Rather than trying one-by-one predefined values of K, we can automate this process. The following function plots the accuracies of applying the KNN algorithms with different K values for both uniform and distance weights. Remember that only odd numbers are used for K to avoid ties during majority voting. 

In [None]:
plt.figure(figsize=(7, 6))
visplots.plotaccuracy(XTrain, yTrain, XTest, yTest, 200)

Looking at the plot, you can see that the classifier performs well throughout the selected range of K but when K is too large (K > 100) the accuracy starts to decrease when using uniform weights. When using weights = "distance"
we essentially assign greater weights to neighbours that are closer in distance so that these neighbours contribute more to the fit. This reduces the impact of increasing K on the accuracy and the prediction becomes much less
dramatic.

### Tuning KNN parameters

The sklearn library has a grid search function, `GridSearchCV`, that allows us to search for the optimum
combination of parameters by evaluating models trained with a particular algorithm with all provided parameter combinations. You can use this function to search for a parametisation of the KNN algorithm
that gives a more optimal model.

In [None]:
# We want to use odd numbers of K to avoid ties
n_neighbors = np.arange(1, 50, 2)
weights     = ['uniform','distance']

# GridSearchCV accepts parameter values  only as a dictionary
parameters = [{'n_neighbors': n_neighbors, 'weights': weights}]
grid = GridSearchCV(KNeighborsClassifier(), parameters, cv= 10)
grid.fit(XTrain, yTrain)

print "The best parameters are: n_neighbors=", grid.best_params_['n_neighbors'],"and weight=",grid.best_params_['weights']

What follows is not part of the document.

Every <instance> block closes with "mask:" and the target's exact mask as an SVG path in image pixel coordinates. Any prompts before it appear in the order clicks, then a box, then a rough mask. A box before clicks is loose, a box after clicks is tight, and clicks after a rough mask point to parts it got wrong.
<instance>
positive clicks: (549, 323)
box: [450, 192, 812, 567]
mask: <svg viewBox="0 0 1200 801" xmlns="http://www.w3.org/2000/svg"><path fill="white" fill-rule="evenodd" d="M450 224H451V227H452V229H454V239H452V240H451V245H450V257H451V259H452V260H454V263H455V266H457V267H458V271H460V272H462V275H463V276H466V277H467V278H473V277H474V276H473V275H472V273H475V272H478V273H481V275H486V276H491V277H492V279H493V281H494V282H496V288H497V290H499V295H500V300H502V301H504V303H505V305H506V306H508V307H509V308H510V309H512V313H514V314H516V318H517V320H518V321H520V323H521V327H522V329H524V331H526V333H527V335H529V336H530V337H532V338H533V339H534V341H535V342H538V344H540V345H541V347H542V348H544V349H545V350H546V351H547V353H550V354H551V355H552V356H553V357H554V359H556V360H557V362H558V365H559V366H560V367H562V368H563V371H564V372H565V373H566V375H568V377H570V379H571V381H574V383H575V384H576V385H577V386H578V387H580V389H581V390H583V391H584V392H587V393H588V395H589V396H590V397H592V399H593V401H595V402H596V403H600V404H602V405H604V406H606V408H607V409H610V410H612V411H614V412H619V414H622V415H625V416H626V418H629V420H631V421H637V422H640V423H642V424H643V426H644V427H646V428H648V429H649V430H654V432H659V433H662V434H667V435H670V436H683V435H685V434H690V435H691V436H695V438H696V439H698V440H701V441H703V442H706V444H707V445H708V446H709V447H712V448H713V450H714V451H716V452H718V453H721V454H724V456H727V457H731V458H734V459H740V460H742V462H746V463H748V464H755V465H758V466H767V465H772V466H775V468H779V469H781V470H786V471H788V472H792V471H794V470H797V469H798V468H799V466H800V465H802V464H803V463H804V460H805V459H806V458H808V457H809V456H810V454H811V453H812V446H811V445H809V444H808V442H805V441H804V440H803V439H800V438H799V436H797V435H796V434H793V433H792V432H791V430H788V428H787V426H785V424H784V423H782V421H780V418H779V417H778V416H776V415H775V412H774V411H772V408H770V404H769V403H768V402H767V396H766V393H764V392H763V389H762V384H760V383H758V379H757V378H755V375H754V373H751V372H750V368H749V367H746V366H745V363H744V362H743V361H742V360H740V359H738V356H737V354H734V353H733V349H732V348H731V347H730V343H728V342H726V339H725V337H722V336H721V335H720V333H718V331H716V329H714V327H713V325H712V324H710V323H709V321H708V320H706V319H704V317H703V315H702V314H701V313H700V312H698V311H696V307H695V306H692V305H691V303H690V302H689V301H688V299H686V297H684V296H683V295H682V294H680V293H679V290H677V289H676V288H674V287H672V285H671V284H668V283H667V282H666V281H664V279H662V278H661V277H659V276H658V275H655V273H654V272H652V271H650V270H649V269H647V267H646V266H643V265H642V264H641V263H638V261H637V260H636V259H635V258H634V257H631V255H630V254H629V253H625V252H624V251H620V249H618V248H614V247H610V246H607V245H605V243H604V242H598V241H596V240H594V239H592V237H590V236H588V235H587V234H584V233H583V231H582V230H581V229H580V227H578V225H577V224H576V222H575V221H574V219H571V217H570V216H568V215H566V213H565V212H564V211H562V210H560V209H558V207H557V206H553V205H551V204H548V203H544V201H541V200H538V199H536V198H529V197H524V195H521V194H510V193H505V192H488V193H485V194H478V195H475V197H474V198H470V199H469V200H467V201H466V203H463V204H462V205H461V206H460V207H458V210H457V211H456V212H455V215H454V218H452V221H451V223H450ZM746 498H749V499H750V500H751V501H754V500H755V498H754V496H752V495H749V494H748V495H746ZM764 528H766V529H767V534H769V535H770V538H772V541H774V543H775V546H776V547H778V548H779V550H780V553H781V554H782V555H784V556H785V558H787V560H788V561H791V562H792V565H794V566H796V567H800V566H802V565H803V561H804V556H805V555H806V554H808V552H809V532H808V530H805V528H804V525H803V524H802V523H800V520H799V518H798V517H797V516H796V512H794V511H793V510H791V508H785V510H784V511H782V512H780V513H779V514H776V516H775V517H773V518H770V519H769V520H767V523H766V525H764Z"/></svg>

<br/> Let us graphically represent these results using a heatmap:

In [None]:
# plot the scores of the grid
# grid_scores_ contains parameter settings and scores
score_dict = grid.grid_scores_
scores = [x[1] for x in score_dict]
scores = np.array(scores).reshape(len(n_neighbors), len(weights))
scores = np.transpose(scores)

# Make a heatmap with the performance
plt.figure(figsize=(12, 6))
plt.imshow(scores, interpolation='nearest', origin='higher', cmap=plt.cm.get_cmap('jet_r'))
plt.xticks(np.arange(len(n_neighbors)), n_neighbors)
plt.yticks(np.arange(len(weights)), weights)
plt.xlabel('Number of K nearest neighbors')
plt.ylabel('Weights')

cbar = plt.colorbar()
cbar.set_label('Classification Accuracy', rotation=270, labelpad=20)

plt.show()

When evaluating the resulting model it is important to do it on held-out samples that were not seen during the grid search process (XTest). <br/> So, we are testing our independent XTest dataset using the optimised model:

In [None]:
knn = KNeighborsClassifier(n_neighbors=grid.best_params_['n_neighbors'], weights = grid.best_params_['weights'])
knn.fit(XTrain, yTrain)
yPredKnn = knn3.predict(XTest)

print metrics.classification_report(yTest, yPredKnn)
print "Overall Accuracy:", round(metrics.accuracy_score(yTest, yPredKnn), 2)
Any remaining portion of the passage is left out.